Le celebrazioni si sono tenute secondo il seguente calendario:
• 10 giugno – Parrocchia Concattedrale di Cariati, celebrazione presieduta dal Vicario Generale don Pino Straface;
• 11 giugno – Parrocchia Santa Maria delle Grazie, Area Urbana di Corigliano, celebrazione presieduta dal Vicario Generale don Pino Straface;
• 12 giugno – Parrocchia Divin Cuore di Mirto, celebrazione presieduta da S.E. Mons. Luigi Renzo;
• 13 giugno – Parrocchia San Francesco di Assisi di Mirto, celebrazione presieduta dall’Arcivescovo;
• 14 giugno – Parrocchia Santa Maria ad Nives, celebrazione presieduta dall’Arcivescovo.
Nel corso delle celebrazioni, i celebranti hanno rivolto ai cresimandi parole di incoraggiamento e speranza, richiamando il significato profondo del sacramento che stavano per ricevere: «con l’imposizione delle mani e con il sacro Crisma, lo Spirito Santo scenderà su di voi con i suoi doni».

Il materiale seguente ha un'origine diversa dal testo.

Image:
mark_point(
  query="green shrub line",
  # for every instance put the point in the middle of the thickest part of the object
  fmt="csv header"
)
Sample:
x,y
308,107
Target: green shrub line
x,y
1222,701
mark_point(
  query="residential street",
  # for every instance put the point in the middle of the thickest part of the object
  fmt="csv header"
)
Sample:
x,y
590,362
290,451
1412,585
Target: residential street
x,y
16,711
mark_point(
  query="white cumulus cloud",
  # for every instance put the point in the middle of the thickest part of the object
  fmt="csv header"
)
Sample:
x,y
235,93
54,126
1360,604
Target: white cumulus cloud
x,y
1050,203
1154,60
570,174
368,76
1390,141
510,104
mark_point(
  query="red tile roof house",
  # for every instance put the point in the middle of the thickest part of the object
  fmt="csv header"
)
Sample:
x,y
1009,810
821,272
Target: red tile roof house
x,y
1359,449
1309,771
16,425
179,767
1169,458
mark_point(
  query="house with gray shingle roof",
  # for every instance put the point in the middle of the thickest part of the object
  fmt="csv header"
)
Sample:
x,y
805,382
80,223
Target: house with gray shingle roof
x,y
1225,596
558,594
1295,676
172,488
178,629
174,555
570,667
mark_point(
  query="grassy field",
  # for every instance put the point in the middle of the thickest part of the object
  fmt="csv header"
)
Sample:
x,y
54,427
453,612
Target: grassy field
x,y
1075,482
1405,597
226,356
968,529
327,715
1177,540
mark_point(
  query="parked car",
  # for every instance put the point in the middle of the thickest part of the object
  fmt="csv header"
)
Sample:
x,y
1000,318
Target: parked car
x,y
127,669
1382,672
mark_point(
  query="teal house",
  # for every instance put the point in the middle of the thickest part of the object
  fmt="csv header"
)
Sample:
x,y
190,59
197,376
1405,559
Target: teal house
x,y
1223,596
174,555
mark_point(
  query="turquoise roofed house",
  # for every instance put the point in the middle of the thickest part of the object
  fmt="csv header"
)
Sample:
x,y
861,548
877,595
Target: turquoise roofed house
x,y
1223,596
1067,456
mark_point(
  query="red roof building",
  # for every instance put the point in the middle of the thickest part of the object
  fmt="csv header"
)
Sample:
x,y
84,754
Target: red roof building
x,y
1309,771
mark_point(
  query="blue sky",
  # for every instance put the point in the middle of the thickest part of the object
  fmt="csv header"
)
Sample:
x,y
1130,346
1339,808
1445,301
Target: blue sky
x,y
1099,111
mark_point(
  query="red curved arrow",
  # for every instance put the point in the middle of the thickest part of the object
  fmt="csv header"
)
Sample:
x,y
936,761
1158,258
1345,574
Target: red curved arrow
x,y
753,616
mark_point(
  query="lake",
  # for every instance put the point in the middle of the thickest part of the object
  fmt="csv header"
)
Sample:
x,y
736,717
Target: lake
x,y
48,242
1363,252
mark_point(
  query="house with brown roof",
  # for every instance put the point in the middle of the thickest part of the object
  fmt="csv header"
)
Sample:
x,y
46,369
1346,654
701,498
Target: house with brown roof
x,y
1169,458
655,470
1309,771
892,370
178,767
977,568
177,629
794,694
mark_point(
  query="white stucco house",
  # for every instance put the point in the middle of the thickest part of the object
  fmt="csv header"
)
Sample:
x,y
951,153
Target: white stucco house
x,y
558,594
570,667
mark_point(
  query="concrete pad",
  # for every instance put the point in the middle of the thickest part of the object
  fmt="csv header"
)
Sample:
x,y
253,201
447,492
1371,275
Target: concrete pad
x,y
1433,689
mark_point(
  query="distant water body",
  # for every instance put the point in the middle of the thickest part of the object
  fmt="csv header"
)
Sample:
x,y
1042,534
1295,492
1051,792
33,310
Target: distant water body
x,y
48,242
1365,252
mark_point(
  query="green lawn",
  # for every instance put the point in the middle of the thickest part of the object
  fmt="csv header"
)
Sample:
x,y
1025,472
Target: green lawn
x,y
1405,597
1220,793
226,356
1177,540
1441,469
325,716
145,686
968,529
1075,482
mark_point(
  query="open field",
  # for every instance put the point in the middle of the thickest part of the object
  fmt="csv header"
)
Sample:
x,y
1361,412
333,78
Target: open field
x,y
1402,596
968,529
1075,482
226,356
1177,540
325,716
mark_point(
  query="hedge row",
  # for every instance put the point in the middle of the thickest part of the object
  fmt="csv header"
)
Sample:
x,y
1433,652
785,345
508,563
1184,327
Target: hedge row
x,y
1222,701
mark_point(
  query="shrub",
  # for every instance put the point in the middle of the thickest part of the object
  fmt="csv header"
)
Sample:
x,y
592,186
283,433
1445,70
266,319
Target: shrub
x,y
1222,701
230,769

Rivolgendosi ai ragazzi, hanno sottolineato come la Cresima non rappresenti il termine di un percorso, ma l’inizio di una nuova responsabilità nella vita cristiana: «La Cresima non è un diploma. Non è il premio per aver frequentato il catechismo. E non è nemmeno il sacramento dell’addio alla comunità cristiana. Oggi non finite qualcosa: oggi incominciate. Oggi Dio vi affida qualcosa di grande».
Un messaggio chiaro e diretto è stato consegnato ai nuovi cresimati: «Con il dono dello Spirito Santo, Dio vi dice: “Io mi fido di te. Ti amo così tanto da consegnarti una missione. Ho bisogno anche di te per portare luce nel mondo”».
L’Arcivescovo ha poi aggiunto: «Forse tra qualche anno non ricorderete tutte le parole di questa celebrazione, ma vorrei che custodiste una certezza: Dio vi ama. Dio vi chiama. Dio si fida di voi. Non abbiate paura di rispondere».
Forte anche l’invito a tradurre nella vita quotidiana il dono ricevuto: «La Chiesa ha bisogno della vostra gioia, della vostra intelligenza e della vostra generosità. Il mondo ha bisogno della luce che lo Spirito Santo accenderà oggi nel vostro cuore. Tra poco riceverete il sigillo dello Spirito Santo. Non consideratelo un punto di arrivo, ma un punto di partenza».
Infine, l’Arcivescovo ha evidenziato come il segno sacramentale della Confermazione debba tradursi in scelte concrete di amore, servizio e testimonianza: «Il segno dell’olio santo sarà autentico soltanto se diventerà il segno di una vita donata. Alla fine di una giornata potrete anche non aver pronunciato il nome di Dio. Ma se avrete donato bontà, se avrete aiutato qualcuno senza cercare nulla in cambio, se avrete costruito pace invece che divisione, se avrete scelto la giustizia invece dell’egoismo, allora avrete fatto la più bella professione di fede nella Santissima Trinità».
Le celebrazioni della Confermazione hanno rappresentato un significativo momento di grazia per l’intera comunità diocesana, chiamata ad accompagnare con la preghiera e la testimonianza i nuovi cresimati nel loro cammino di fede, affinché il dono dello Spirito Santo possa portare frutti abbondanti nella loro vita e nella missione della Chiesa.